İlgili değerlendirmeye göre, her ne kadar Myanmar UCM üyesi değilse ve Rakhine Müslümanları Myanmar topraklarında belirli insanlığa karşı suç teşkil edebilecek fiiller ile karşı karşıya kalmışsa da, zorla göç ettirme fiili doğası gereği sınır aşan, ve bu bakımdan bir ülkede başlayıp başka bir ülkede nihayete erebilecek niteliktedir. Rakhine Müslümanları’nın zorla göç ettirildiği iddia edilen ülke olan Bangladeş ise UCM üyesidir. Bu bakımdan Daire, zorla göç ettirme suçu iddiası özelinde yargı yetkisinin doğduğuna hükmetmiştir.[20] Benzer bir mantığın takip edilmesi halinde,[21] Karabağ’a ilişkin zorla göç iddialarının UCM’ye taşınması mümkün hale gelecektir. Kanımızca bu tarz bir yaklaşım, Roma Statüsü’nün üzerine kurulu olduğu iradeye dayalı sistemin altını oyan ve politik manipülasyona cevaz veren niteliktedir. Dahası Ermenistan’ın attığı adımla açıkça bunu hedeflemesi, UCM’nin gerçek bir adalet merci değil, politik bir silah olarak düşünüldüğünü kanıtlar niteliktedir. Zira Ermenistan’ın asıl amacının bir mahkumiyet almaktan ziyade davanın görülmesi olduğu düşünülmektedir. Müteakip paragraflarda detaylandırılacağı üzere, Ermenistan tarafının yargı yetkisi engeli aşılsa dahi esasa ilişkin normal ve adil bir yargılama yapılması halinde hiçbir şansının olmadığını bildiği kanaatimiz mevcuttur.
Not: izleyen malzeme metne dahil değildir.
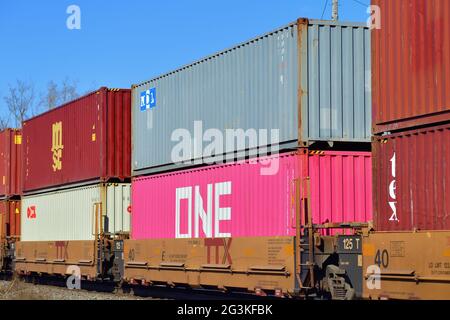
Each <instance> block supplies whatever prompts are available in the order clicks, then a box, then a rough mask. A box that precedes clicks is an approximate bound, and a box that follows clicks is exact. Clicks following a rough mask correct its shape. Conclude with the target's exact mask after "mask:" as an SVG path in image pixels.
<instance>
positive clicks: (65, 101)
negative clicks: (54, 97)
mask: <svg viewBox="0 0 450 320" xmlns="http://www.w3.org/2000/svg"><path fill="white" fill-rule="evenodd" d="M59 97H60V100H61V101H60V103H61V104H63V103H66V102H69V101H71V100H74V99H76V98H78V93H77V81H75V80H70V79H69V78H65V79H64V80H63V82H62V83H61V90H60V91H59Z"/></svg>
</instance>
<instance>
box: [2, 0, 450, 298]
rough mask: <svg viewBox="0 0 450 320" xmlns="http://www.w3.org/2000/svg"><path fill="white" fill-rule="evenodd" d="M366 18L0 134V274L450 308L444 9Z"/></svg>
mask: <svg viewBox="0 0 450 320" xmlns="http://www.w3.org/2000/svg"><path fill="white" fill-rule="evenodd" d="M373 4H374V7H373V8H375V9H374V12H375V18H374V19H377V18H378V19H379V18H381V20H380V21H381V22H380V23H378V24H377V23H375V25H376V26H375V27H374V26H372V27H370V26H366V25H363V24H354V23H341V22H336V21H333V22H330V21H317V20H308V19H299V20H297V21H296V22H294V23H291V24H288V25H286V26H284V27H282V28H279V29H277V30H275V31H272V32H270V33H267V34H265V35H263V36H261V37H257V38H254V39H252V40H250V41H248V42H245V43H241V44H239V45H237V46H235V47H233V48H230V49H228V50H225V51H222V52H219V53H217V54H214V55H211V56H209V57H206V58H204V59H202V60H199V61H197V62H195V63H193V64H190V65H187V66H184V67H182V68H180V69H177V70H174V71H171V72H169V73H167V74H163V75H161V76H159V77H156V78H154V79H151V80H149V81H146V82H144V83H141V84H138V85H133V86H132V88H131V90H127V89H107V88H100V89H99V90H96V91H94V92H92V93H90V94H88V95H86V96H84V97H81V98H79V99H77V100H75V101H72V102H70V103H68V104H66V105H63V106H61V107H59V108H56V109H54V110H51V111H49V112H47V113H44V114H42V115H39V116H37V117H35V118H32V119H29V120H27V121H25V122H24V123H23V128H22V130H21V131H11V130H7V131H4V132H2V133H1V137H3V136H4V137H5V138H1V139H0V140H1V141H4V142H2V143H3V144H0V147H1V148H2V150H1V155H2V157H3V159H4V168H3V167H2V168H0V169H1V170H3V171H4V172H5V174H4V176H3V187H2V189H1V190H2V192H3V193H4V195H3V197H2V199H3V200H2V201H1V203H0V210H1V212H0V222H1V226H2V229H1V230H2V233H1V238H2V246H1V248H2V251H1V259H2V260H1V261H0V262H1V267H2V269H3V271H5V272H13V273H16V274H19V275H33V276H41V277H44V276H46V275H59V276H68V275H72V274H74V273H75V275H77V276H79V277H80V278H82V279H85V280H91V281H95V280H100V279H101V280H104V281H106V280H108V281H113V282H116V283H117V284H123V283H126V284H129V285H134V286H149V287H151V286H154V285H165V286H168V287H186V286H188V287H192V288H209V289H216V290H221V291H225V292H233V291H239V292H242V291H244V292H251V293H254V294H257V295H274V296H279V297H286V296H288V297H329V298H333V299H352V298H369V299H380V298H395V299H411V298H414V299H417V298H419V299H420V298H423V299H427V298H432V299H433V298H450V296H449V294H448V293H446V290H445V288H446V286H447V284H448V282H449V281H450V280H449V279H450V278H449V274H450V272H449V270H450V269H449V266H450V253H449V252H450V242H449V239H450V233H449V232H448V231H446V230H450V228H449V226H448V224H449V222H448V221H447V217H448V215H449V212H448V209H449V208H450V203H449V200H448V199H449V198H448V197H445V190H447V189H450V185H449V176H450V175H449V172H448V159H449V156H450V155H449V150H450V146H448V144H449V141H450V139H449V138H450V105H449V104H448V99H447V98H448V96H447V94H448V92H450V88H449V87H448V86H449V85H450V80H448V81H443V80H444V79H445V76H446V75H448V74H450V70H449V72H447V73H446V72H444V71H445V70H447V68H448V67H449V66H450V64H449V62H448V59H447V60H446V59H445V58H444V57H448V56H449V55H450V44H449V42H450V40H449V39H450V38H449V37H446V36H445V35H446V32H447V33H448V30H450V28H449V27H448V21H450V19H444V18H445V15H447V16H448V14H449V12H450V10H449V9H450V7H449V5H448V3H447V2H446V1H445V0H442V1H441V0H432V1H421V0H417V1H414V0H407V1H402V2H401V4H400V2H399V3H397V2H395V4H394V3H393V2H392V1H385V0H377V1H374V3H373ZM387 11H389V12H391V13H390V14H389V15H386V12H387ZM392 12H394V13H395V12H397V13H398V14H392ZM400 12H402V14H404V13H405V12H409V13H411V14H410V15H408V17H409V18H408V19H410V22H411V23H412V24H413V25H414V28H412V29H411V28H397V25H398V24H397V22H398V21H397V20H395V19H398V18H399V15H400ZM377 15H378V16H377ZM380 15H381V17H380ZM395 17H397V18H395ZM405 23H406V22H405ZM445 25H447V27H446V26H445ZM370 29H372V30H370ZM413 29H414V30H416V31H417V32H418V34H419V35H420V34H423V35H424V37H419V38H417V37H418V35H417V34H410V32H411V30H413ZM428 33H431V34H433V35H435V36H433V37H425V35H426V34H428ZM447 35H448V34H447ZM399 39H403V40H402V41H401V45H400V44H399V43H400V42H398V43H397V41H398V40H399ZM405 39H406V40H405ZM422 40H423V41H425V42H427V41H428V42H429V43H428V42H427V43H426V44H425V45H424V43H423V41H422ZM399 57H410V58H408V59H406V58H405V59H403V60H402V59H400V60H401V61H400V60H398V59H399ZM424 57H428V58H427V59H423V58H424ZM431 58H432V59H431ZM430 63H431V64H430ZM395 68H399V70H400V71H401V72H397V71H398V70H396V69H395ZM394 69H395V70H394ZM371 75H372V89H371V88H370V85H368V82H367V79H370V76H371ZM402 77H404V78H402ZM436 79H437V80H436ZM394 86H397V87H396V89H395V90H394V89H393V87H394ZM430 88H431V89H430ZM425 90H427V92H430V90H434V91H433V92H435V94H434V95H433V97H431V96H430V95H428V97H429V98H430V99H428V100H427V99H425V97H426V96H427V95H426V94H425V93H424V91H425ZM372 100H373V101H372ZM407 101H409V102H410V103H407ZM411 102H413V103H411ZM399 106H401V108H402V109H401V110H398V109H397V108H398V107H399ZM435 111H436V112H437V113H438V114H435ZM80 119H82V121H81V120H80ZM5 141H6V142H5ZM12 159H13V160H12ZM2 166H3V162H2ZM0 175H1V172H0ZM17 181H19V182H17ZM17 190H19V191H17Z"/></svg>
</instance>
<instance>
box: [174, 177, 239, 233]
mask: <svg viewBox="0 0 450 320" xmlns="http://www.w3.org/2000/svg"><path fill="white" fill-rule="evenodd" d="M192 189H194V193H193V192H192ZM231 192H232V183H231V181H227V182H220V183H215V184H208V185H207V186H206V206H205V201H204V197H202V195H201V193H200V186H194V187H183V188H177V189H176V194H175V196H176V205H175V237H176V238H192V234H194V237H195V238H200V230H202V232H203V234H204V235H205V236H206V237H207V238H212V237H213V236H214V237H215V238H228V237H231V233H230V232H222V231H221V228H220V223H221V222H222V221H230V220H231V208H229V207H221V205H220V198H221V197H222V196H225V195H231ZM193 197H194V199H193ZM183 200H184V201H185V200H187V202H188V204H187V206H188V209H187V212H182V210H181V201H183ZM192 204H194V210H193V208H192ZM205 207H206V208H205ZM192 211H194V217H192ZM182 215H185V217H186V218H187V224H188V231H187V232H186V233H183V232H182V231H181V218H182ZM193 218H194V224H192V219H193ZM213 221H214V224H213ZM193 227H194V230H192V228H193ZM213 227H214V228H213ZM192 231H193V232H192Z"/></svg>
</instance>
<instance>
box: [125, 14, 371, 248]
mask: <svg viewBox="0 0 450 320" xmlns="http://www.w3.org/2000/svg"><path fill="white" fill-rule="evenodd" d="M369 34H370V33H369V30H368V28H367V27H366V26H365V25H358V24H344V23H339V22H327V21H315V20H311V21H309V20H307V19H299V20H298V21H297V22H295V23H292V24H290V25H288V26H286V27H283V28H280V29H278V30H276V31H274V32H271V33H268V34H266V35H264V36H262V37H258V38H255V39H253V40H251V41H249V42H246V43H243V44H241V45H239V46H236V47H234V48H231V49H229V50H225V51H223V52H220V53H218V54H216V55H212V56H210V57H208V58H205V59H203V60H200V61H198V62H195V63H193V64H191V65H188V66H185V67H183V68H181V69H178V70H175V71H173V72H170V73H167V74H165V75H162V76H160V77H157V78H155V79H152V80H150V81H147V82H144V83H142V84H139V85H135V86H133V87H132V137H133V150H132V167H133V169H132V174H133V176H134V179H133V181H132V194H133V196H132V198H133V214H132V215H133V221H132V239H133V240H137V239H139V240H142V239H158V238H196V237H200V238H202V237H252V236H258V237H261V236H286V235H288V236H293V235H294V234H295V215H296V212H295V202H296V194H295V188H294V186H295V181H300V182H301V188H302V190H303V191H302V192H303V194H302V195H301V196H300V197H301V198H302V199H305V198H308V199H310V200H311V202H312V209H311V210H312V213H310V214H312V216H313V219H314V221H313V222H314V223H325V222H330V223H333V222H336V223H338V222H367V221H369V220H371V218H372V216H371V215H372V208H371V204H370V202H371V200H370V195H371V186H370V185H369V184H368V181H370V180H368V179H371V177H370V173H369V171H370V169H369V168H370V166H369V165H368V160H370V153H368V152H362V153H357V152H353V149H354V148H355V145H358V146H359V147H358V148H360V146H361V145H363V146H366V145H368V147H366V149H369V148H370V124H371V111H370V106H371V94H370V89H368V86H367V79H369V74H370V50H369V47H370V36H369ZM229 130H232V131H233V132H231V141H225V140H226V139H230V136H229V134H230V133H229V132H228V131H229ZM274 130H275V131H274ZM276 130H278V132H276ZM239 131H240V132H241V133H243V134H244V136H245V137H244V138H243V139H242V141H240V142H239V140H238V141H237V143H236V140H235V139H239V137H237V136H236V134H237V135H238V134H239ZM233 134H234V135H233ZM241 138H242V137H241ZM202 141H204V143H203V142H202ZM323 141H325V142H328V143H330V144H331V145H332V144H333V143H338V144H339V143H342V142H343V143H347V144H346V146H347V148H348V149H347V150H348V151H343V152H342V151H341V152H330V151H327V152H319V153H318V154H315V155H310V154H309V152H310V149H309V147H310V146H311V145H312V144H314V143H316V142H323ZM222 142H223V144H224V146H222V145H220V144H221V143H222ZM229 142H231V144H229ZM183 143H184V144H183ZM274 144H278V145H279V148H277V149H275V150H274V149H272V150H271V152H272V156H270V157H269V159H271V161H272V160H274V159H275V161H276V163H277V164H278V165H279V167H277V168H276V170H275V171H274V172H272V173H270V169H274V168H266V164H267V163H266V162H267V160H268V158H266V157H265V156H266V155H267V154H265V153H264V151H266V149H264V148H265V147H267V146H271V147H273V145H274ZM363 148H364V147H363ZM292 149H298V150H299V151H298V153H291V152H289V151H288V150H292ZM208 150H209V151H208ZM344 150H345V149H344ZM261 151H262V152H261ZM258 152H261V153H262V154H258ZM278 152H280V154H279V155H274V153H275V154H276V153H278ZM258 156H260V157H262V158H257V157H258ZM244 158H247V159H248V158H249V159H250V160H244V161H243V160H242V159H244ZM237 160H239V161H238V162H236V161H237ZM271 161H269V162H270V163H271ZM214 164H215V165H214ZM198 165H203V166H204V167H202V168H200V169H189V167H193V166H198ZM205 165H209V166H205ZM179 170H182V171H179ZM265 170H266V171H267V170H268V171H269V173H268V174H264V171H265ZM167 171H170V172H167ZM163 172H167V173H163ZM148 174H157V175H153V176H152V175H150V176H148ZM146 175H147V176H146ZM308 177H310V178H311V182H310V187H311V191H310V194H309V195H307V194H306V186H305V185H304V184H303V183H304V182H305V181H307V180H308V179H307V178H308ZM297 200H299V201H300V199H297ZM303 222H304V221H303Z"/></svg>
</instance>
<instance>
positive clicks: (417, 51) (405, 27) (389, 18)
mask: <svg viewBox="0 0 450 320" xmlns="http://www.w3.org/2000/svg"><path fill="white" fill-rule="evenodd" d="M372 4H373V5H376V6H378V7H379V9H380V11H379V13H380V19H381V20H380V21H379V23H380V28H379V29H373V30H372V66H373V79H372V87H373V120H374V128H373V131H374V133H382V132H389V131H394V130H399V129H405V128H410V127H413V126H418V125H422V124H430V123H436V122H442V121H446V120H450V58H449V57H450V1H448V0H372Z"/></svg>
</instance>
İkinci olarak, Ermeni tarafının suçun unsurlarının oluştuğunu kanıtlaması gerekmektedir. Roma Statüsü’nün 7(1)(d) Maddesinde düzenlenen ‘Nüfusun sınır dışı edilmesi veya zorla nakli nedeniyle insanlığa karşı suç’, bazı belli başlı unsurların kanıtlanması ile mümkün olacaktır. Bunlar:

“1. Eylemin herhangi bir sivil topluluğa yönelik yaygın veya sistematik bir saldırının parçası olarak gerçekleştirilmesi

2. Fail, davranışın sivil nüfusa yönelik yaygın veya sistematik bir saldırının parçası olduğunu veya böyle bir eylemin parçası olmayı amaçladığını bilmesi

3. Davranışın, söz konusu gruba yönelik açık bir benzer davranış modeli bağlamında gerçekleşmiş olması veya bizzat böyle bir yıkıma neden olabilecek bir davranış olması

4. Failin, davranışın söz konusu gruba yönelik açık bir benzer davranış modeli bağlamında gerçekleştiğinin veya bizzat böyle bir yıkıma neden olabilecek bir davranış olduğunun farkında olması

5. Failin, uluslararası hukukun izin verdiği gerekçeler olmaksızın, bir veya daha fazla kişiyi sınır dışı etme veya diğer zorlayıcı eylemler yoluyla başka bir Devlete veya yere sınır dışı etmesi veya zorla nakletmesi

6. Söz konusu kişi veya kişilerin, sınır dışı edildikleri veya nakledildikleri bölgede yasal olarak mevcut olmaları

7. Failin, bu tür bir mevcudiyetin hukuka uygunluğunu ortaya koyan fiili koşulların farkında olması.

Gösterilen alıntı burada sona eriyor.